The above quote also points to an investment by each agent, who must turn their hearts, no matter the material and spiritual obstacles in the way, to the Lord with all their might, mind, and strength. Under the Restored Gospel, saints are just as likely to impute to God's grace the gifts of energy, intellect, and muscle He grants unto them to accomplish His commandments, but they understand the purpose of the gift of moral agency to be necessarily their own, because in no other way can they grow and have the growth be their own.
P is for perseverance of the saints.
With God's sovereignty able to overpower the human will, and with the omniscience pre-selecting the few predestined for salvation without their knowledge, the concept of a fall from grace is a logical impossibility to Reformed theologians. This brings us back to the tautology of labeling a relapsing sinner as falsely elect in the first place.
In response, on the day of the Restoration of His church, the Lord inspired verses 32-34:
"But there is a possibility that man may fall from grace and depart from the living God; Therefore let the church take heed and pray always, lest they fall into temptation; Yea, and even let those who are sanctified take heed also."
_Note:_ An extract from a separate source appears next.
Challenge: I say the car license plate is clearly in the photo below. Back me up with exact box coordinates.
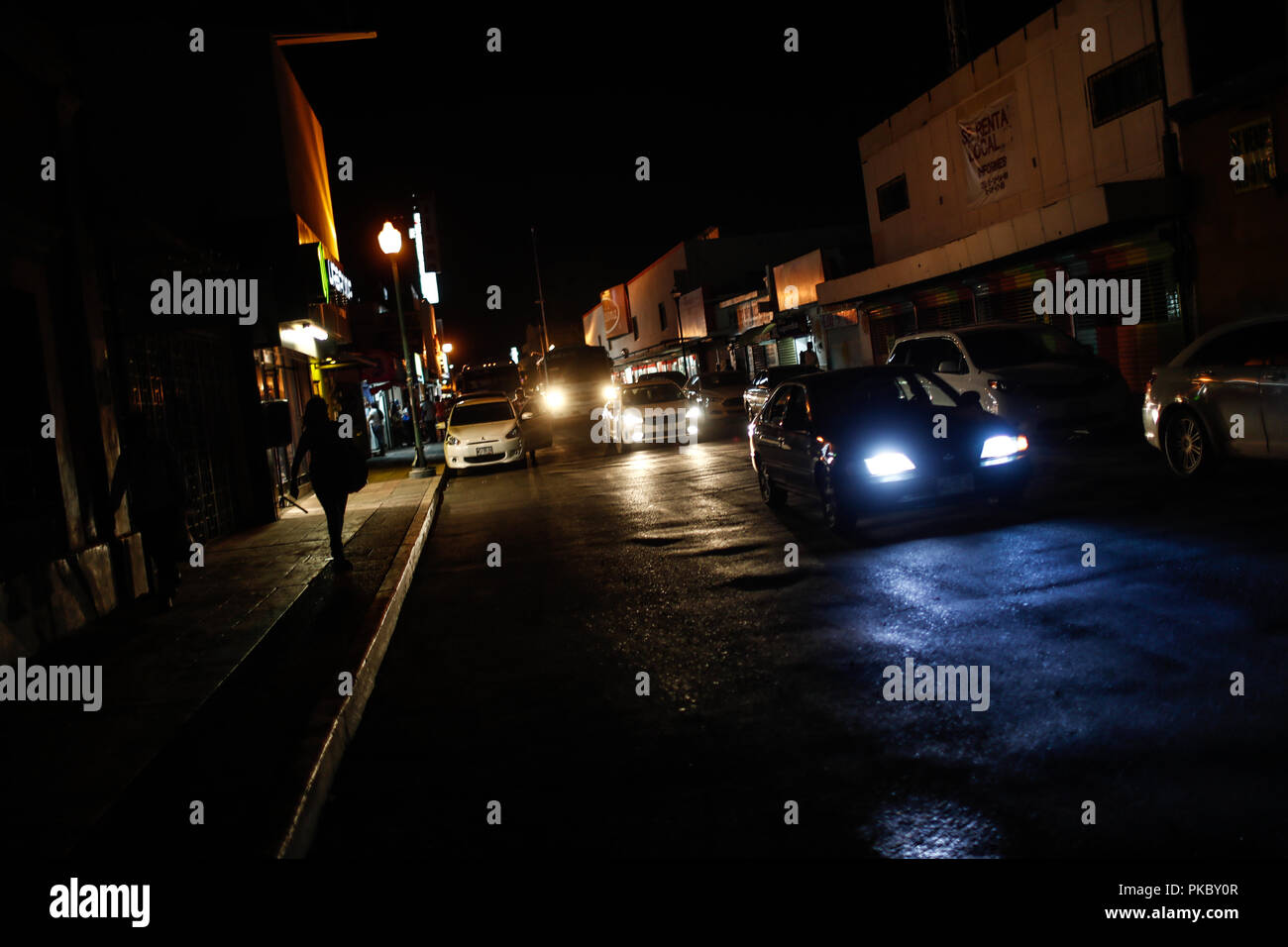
[939,474,975,496]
When the biblical pattern of mantic revelation to a current-day prophet factors in, it becomes more and more clear what the Savior meant when He told a farmboy willing to ask the question of which church to join that he was to join none because their creeds were an abomination to Him. It's not that their faith is bad or insincere. It's not that their devotion and piety are unacceptable. Quite the contrary--we should all recognize the good that people do, and that their motivations count. But to the Lord, who must insist on a purity of doctrine because being off by even a degree makes a valued son or daughter miss the mark in far-off eternity, any impurity destroys infinite potential. He wasn't judging people, He was inviting all to add to their faith, or refine the direction of their faith. As in the times of the Pharisees whose piety was acceptable when it wasn't false, and whose service was acceptable when it was from the heart, Calvinists have a credo that prevents them from sound, contextualized interpretation of only a very few, but very important scriptures.
And it takes a Restoration, not a "reform" to correct them. The Constitution of the Church was not revealed as a rebuttal to Calvinism. In none of the verses I've cited does Joseph Smith engage in exegesis, biblical reference, or homiletics. There is no debate presented, no explanation of how to ground doctrine in the Bible or in the Book of Mormon--the only two books of Scripture available at the time--but rather a simple, positive statement of what salvation consists of, how to tap into Christ's grace, and what a walk in grace looks like. God revealed it. It comports with all prior scripture, just not one credo's take on scripture. Christ saves, and He wants to save us all, so He commands us to use our will to choose Him out of love just as He chooses us in His perfect love.